Thinking of my home in Canada, I would probably just head one or two cities over, where I know I have family and friends who would let me stay with them until I can get set up again. That’s very do-able. But, what if that wasn’t available?
What if instead of your city, it was your province/state… or your whole country? What would you do if nowhere that you’ve known was safe anymore, and you needed to leave, maybe never to come back again? Where do you go, and how do you survive?
This is a question I’ve been thinking about off and on for a while, and one that’s been rekindled in my mind this week.
I’m currently sitting on the roof of a house about 30 km from the Syrian boarder. I’m here for the week to help with a program for refugee kids who have had to flee from Syria and now are living in a small camp just outside the city.
The camp we’re helping with consists of abandoned, temporary laborer shelters, between a farmer’s carrot field and the highway. There’s about 15 families who have settled here, and about 35 kids between the ages of 0-13 that we’re hanging out with. Right now, the fathers of the family are miles away in the fields, working to be able to buy some food for their families by helping bring in the harvest.

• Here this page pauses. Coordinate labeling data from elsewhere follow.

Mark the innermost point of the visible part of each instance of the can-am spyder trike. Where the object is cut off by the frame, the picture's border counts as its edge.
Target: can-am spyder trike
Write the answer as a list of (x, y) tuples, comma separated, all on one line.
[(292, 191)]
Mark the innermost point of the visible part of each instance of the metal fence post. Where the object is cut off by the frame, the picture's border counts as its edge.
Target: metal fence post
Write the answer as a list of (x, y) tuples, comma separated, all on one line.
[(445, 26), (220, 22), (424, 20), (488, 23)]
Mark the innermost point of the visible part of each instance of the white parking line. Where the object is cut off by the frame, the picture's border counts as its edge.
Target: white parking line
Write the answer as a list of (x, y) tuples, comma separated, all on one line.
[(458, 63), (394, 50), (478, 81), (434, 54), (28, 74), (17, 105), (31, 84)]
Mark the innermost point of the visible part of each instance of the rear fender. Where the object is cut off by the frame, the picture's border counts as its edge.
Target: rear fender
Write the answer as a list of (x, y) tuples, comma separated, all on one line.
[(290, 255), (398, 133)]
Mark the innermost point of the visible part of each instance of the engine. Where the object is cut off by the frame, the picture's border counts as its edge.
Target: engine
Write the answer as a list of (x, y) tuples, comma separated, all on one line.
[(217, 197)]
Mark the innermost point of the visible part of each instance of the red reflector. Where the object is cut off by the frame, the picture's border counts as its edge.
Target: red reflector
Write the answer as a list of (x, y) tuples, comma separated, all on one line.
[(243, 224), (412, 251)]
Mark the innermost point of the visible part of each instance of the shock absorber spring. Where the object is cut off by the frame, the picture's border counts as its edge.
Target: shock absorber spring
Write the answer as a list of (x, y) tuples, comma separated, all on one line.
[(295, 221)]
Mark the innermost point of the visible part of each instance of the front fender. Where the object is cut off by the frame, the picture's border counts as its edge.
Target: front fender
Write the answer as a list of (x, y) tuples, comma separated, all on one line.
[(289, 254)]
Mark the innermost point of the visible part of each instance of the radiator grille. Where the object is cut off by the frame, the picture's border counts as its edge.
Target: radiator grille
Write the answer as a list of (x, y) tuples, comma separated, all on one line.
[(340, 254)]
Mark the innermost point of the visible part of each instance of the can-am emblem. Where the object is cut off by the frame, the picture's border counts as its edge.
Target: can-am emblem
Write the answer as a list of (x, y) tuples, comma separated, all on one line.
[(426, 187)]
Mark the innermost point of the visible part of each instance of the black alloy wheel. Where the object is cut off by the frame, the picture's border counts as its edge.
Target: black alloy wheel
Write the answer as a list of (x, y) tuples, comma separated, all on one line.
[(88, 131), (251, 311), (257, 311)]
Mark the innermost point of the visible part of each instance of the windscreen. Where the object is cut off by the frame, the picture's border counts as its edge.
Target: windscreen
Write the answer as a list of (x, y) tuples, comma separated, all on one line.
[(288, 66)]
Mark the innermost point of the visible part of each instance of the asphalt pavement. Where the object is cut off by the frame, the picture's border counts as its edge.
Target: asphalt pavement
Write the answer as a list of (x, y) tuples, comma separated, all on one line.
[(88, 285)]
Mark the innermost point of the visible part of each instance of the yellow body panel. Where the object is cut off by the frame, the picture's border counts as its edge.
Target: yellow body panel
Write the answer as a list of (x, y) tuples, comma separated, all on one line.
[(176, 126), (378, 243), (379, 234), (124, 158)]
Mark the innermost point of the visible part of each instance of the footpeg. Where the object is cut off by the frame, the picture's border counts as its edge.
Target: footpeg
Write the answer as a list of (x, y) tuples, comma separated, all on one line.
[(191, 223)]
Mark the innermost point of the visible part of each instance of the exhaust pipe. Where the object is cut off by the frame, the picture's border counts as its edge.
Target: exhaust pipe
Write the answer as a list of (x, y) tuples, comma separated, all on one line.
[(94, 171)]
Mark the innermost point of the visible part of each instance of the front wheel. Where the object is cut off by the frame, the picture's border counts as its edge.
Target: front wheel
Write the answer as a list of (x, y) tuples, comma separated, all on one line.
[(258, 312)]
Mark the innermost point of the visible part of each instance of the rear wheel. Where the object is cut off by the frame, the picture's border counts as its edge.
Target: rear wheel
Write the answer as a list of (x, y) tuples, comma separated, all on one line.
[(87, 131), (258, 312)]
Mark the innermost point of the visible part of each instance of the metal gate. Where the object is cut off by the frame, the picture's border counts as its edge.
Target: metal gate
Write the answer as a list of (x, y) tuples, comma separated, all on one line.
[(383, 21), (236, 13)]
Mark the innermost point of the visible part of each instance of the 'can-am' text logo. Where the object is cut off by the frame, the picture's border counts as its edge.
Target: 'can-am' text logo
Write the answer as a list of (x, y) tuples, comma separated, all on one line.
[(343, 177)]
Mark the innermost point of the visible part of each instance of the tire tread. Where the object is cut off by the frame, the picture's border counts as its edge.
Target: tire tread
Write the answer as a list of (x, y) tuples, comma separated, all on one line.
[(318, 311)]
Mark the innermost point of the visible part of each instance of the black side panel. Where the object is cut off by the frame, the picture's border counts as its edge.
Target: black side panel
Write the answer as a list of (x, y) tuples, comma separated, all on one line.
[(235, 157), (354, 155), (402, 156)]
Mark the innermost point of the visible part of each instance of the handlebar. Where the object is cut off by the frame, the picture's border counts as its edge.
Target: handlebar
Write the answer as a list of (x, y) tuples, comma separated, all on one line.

At the moment, the fathers are bringing in enough money for basic food and water… but harvest time is coming to a close, meaning these 15 families are going to need to find a new place to live pretty shortly. Some will stay in country, some will probably try to make their way towards Europe, and some attempt to return to Syria.
The local church has taken to helping these families, and helping a couple other nearby camps. We got to team up, spend time with the kids, and see Jesus’ love poured out in this camp.
Here’s some more photos from our time:
Pray for God’s kingdom to continue to move in the lives of refugees, and for the Church to continue to rise up to help meet the need.